While Blinkit, the company's Quick Commerce arm, recorded impressive growth, the profitability side has deteriorated significantly.

  • Gross Order Value (GOV) for Blinkit grew 134% year-on-year and 21% sequentially from the December quarter.

  • However, EBITDA losses ballooned to ₹178 crore, up from just ₹3 crore at the beginning of FY25.

This surge in losses raises red flags, especially as the management has made it clear that short-term profit targets will be compromised in favor of growing market share.


Expansion Continues Amidst Mounting Losses

Despite financial pressures, Blinkit continues its aggressive store expansion strategy. In the March quarter, the company added 294 net new stores, taking the total to 1,301. While this supports faster delivery and deeper market penetration, it comes with high operational costs that are pressuring margins.

Moreover, the bearish commentary by the management underlined the intense competitive environment that is only expected to get tougher in the near term. The entry of newer players and the aggressive pricing tactics from rivals like Swiggy’s Instamart and Zepto are likely to further strain Blinkit’s ability to maintain growth without deeper losses.

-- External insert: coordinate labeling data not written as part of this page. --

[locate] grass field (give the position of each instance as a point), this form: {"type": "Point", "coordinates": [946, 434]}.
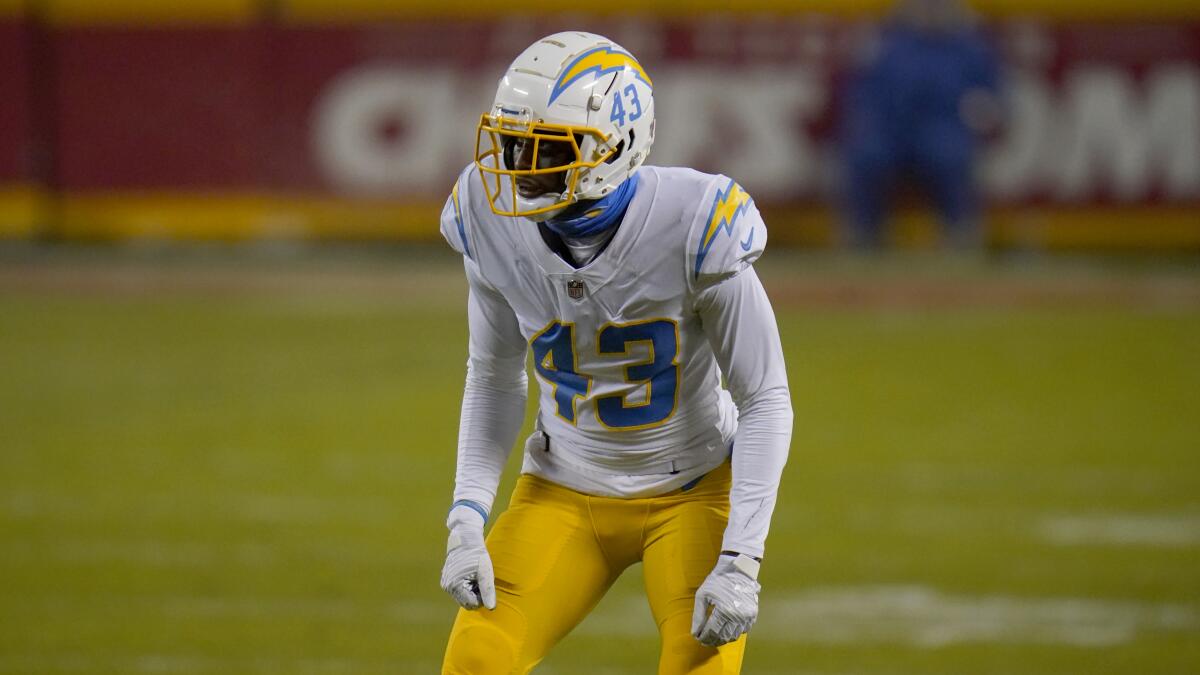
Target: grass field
{"type": "Point", "coordinates": [241, 465]}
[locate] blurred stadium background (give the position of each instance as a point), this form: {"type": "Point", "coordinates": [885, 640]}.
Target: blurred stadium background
{"type": "Point", "coordinates": [232, 346]}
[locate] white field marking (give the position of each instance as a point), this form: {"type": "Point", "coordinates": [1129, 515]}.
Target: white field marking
{"type": "Point", "coordinates": [925, 617]}
{"type": "Point", "coordinates": [196, 554]}
{"type": "Point", "coordinates": [1128, 530]}
{"type": "Point", "coordinates": [405, 613]}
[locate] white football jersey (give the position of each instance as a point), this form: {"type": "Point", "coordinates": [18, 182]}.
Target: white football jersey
{"type": "Point", "coordinates": [630, 390]}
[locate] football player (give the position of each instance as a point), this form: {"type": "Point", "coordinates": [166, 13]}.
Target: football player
{"type": "Point", "coordinates": [633, 288]}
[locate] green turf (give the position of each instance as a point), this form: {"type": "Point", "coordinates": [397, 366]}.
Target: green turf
{"type": "Point", "coordinates": [199, 482]}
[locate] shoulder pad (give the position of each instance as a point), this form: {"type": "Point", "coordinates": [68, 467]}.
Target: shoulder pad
{"type": "Point", "coordinates": [727, 234]}
{"type": "Point", "coordinates": [454, 216]}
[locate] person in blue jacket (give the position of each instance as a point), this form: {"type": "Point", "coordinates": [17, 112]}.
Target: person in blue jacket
{"type": "Point", "coordinates": [922, 91]}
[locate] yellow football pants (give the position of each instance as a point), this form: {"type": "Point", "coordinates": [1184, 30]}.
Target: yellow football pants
{"type": "Point", "coordinates": [556, 551]}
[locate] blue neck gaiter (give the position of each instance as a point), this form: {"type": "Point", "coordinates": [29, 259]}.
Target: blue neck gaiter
{"type": "Point", "coordinates": [593, 217]}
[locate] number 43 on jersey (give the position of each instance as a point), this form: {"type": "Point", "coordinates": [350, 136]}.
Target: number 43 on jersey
{"type": "Point", "coordinates": [556, 359]}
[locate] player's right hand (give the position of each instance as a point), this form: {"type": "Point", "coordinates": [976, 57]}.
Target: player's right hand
{"type": "Point", "coordinates": [467, 574]}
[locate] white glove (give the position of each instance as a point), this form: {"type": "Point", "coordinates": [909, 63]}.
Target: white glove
{"type": "Point", "coordinates": [467, 574]}
{"type": "Point", "coordinates": [731, 591]}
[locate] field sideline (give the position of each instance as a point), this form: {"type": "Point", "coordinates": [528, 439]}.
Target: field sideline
{"type": "Point", "coordinates": [239, 461]}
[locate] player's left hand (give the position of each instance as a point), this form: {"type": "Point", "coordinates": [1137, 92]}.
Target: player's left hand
{"type": "Point", "coordinates": [727, 601]}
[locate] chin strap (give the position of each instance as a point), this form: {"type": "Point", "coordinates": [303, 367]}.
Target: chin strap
{"type": "Point", "coordinates": [593, 217]}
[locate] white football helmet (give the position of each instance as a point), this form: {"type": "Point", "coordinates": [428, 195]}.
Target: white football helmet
{"type": "Point", "coordinates": [573, 119]}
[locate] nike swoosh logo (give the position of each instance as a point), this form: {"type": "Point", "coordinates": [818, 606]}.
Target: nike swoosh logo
{"type": "Point", "coordinates": [749, 242]}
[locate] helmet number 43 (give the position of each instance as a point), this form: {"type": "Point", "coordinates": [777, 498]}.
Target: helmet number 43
{"type": "Point", "coordinates": [618, 107]}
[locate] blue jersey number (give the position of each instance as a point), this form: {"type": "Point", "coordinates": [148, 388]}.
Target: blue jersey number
{"type": "Point", "coordinates": [553, 356]}
{"type": "Point", "coordinates": [659, 374]}
{"type": "Point", "coordinates": [618, 107]}
{"type": "Point", "coordinates": [553, 353]}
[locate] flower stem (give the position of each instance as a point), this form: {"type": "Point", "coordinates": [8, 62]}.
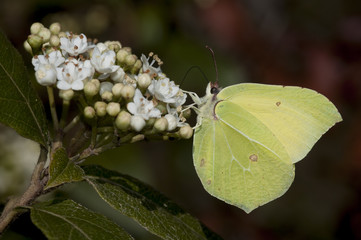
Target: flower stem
{"type": "Point", "coordinates": [72, 124]}
{"type": "Point", "coordinates": [52, 107]}
{"type": "Point", "coordinates": [34, 190]}
{"type": "Point", "coordinates": [64, 113]}
{"type": "Point", "coordinates": [93, 137]}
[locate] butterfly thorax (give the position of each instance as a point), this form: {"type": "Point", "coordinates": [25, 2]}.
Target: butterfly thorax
{"type": "Point", "coordinates": [208, 104]}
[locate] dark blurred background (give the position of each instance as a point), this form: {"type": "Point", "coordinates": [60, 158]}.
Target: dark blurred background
{"type": "Point", "coordinates": [314, 44]}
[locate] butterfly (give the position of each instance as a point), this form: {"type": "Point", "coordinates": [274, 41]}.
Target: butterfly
{"type": "Point", "coordinates": [249, 136]}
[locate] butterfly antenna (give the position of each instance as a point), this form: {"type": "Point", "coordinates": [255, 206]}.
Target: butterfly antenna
{"type": "Point", "coordinates": [215, 63]}
{"type": "Point", "coordinates": [191, 68]}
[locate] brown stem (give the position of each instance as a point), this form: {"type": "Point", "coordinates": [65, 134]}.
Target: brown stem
{"type": "Point", "coordinates": [34, 190]}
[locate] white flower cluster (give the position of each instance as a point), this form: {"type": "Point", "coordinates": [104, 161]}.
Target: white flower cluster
{"type": "Point", "coordinates": [113, 81]}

Brokerages Turn Cautious and Lower Estimates

Reacting to Eternal Ltd’s Q4 results, several brokerages have downgraded their outlook on the company. The main reasons cited include:

  • Persistent weakness in food delivery GOV growth.

  • Sharp EBITDA losses in the Quick Commerce segment.

  • An overall uncertain path to profitability in a highly competitive market.

In fact, adjusted EBITDA estimates have been cut by 5% to 15%, reflecting reduced optimism about near-term earnings potential. Most analysts now prefer to stay on the sidelines, awaiting clearer signs of margin stabilization and growth normalization.


Stock Performance and Market Sentiment

Interestingly, ahead of the earnings release, Eternal Ltd's stock ended nearly unchanged, suggesting that investors were waiting for concrete guidance before making moves. Over the past month, however, the stock had gained 9.5%, riding on broader market optimism and expectations of continued order volume growth in Blinkit.

But with the latest disclosure, the sentiment is expected to turn cautious. The emphasis on market share at the cost of profitability and the management’s acknowledgment of rising competition is a signal to the market that short-term pain may persist.


Future Strategy: Market Share Over Margin

Eternal Ltd’s overall strategy is now clearly centered on dominance in both food and quick commerce, even if it means burning more cash in the short run. The company stated that it is prepared to intensify investments, implying continued marketing expenses, delivery partner incentives, and tech enhancements to stay ahead.

While this might help them outpace rivals in terms of reach and convenience, investors and analysts alike are questioning whether this strategy is sustainable without a clear path to profitability.


Conclusion: A Cautious Path Forward

The Q4 update from Eternal Ltd reveals a company willing to sacrifice margins for growth, particularly in Blinkit. With Zomato’s growth slowing and Blinkit’s losses rising despite surging demand, the road ahead appears challenging.

Brokerage downgrades, shrinking investor optimism, and rising competition suggest that Eternal Ltd must now work harder to convince the market of its long-term value proposition.

The focus will remain on:

  • Whether food delivery growth can bounce back in the coming quarters.

  • Whether Blinkit can turn its rapid expansion into sustainable profits.

  • And whether the company’s market share ambitions will be rewarded by the market, or punished for lack of profitability.

Investors and watchers of India’s digital economy will keenly follow the next few quarters to determine if Eternal Ltd's gamble on scale over earnings pays off or backfires.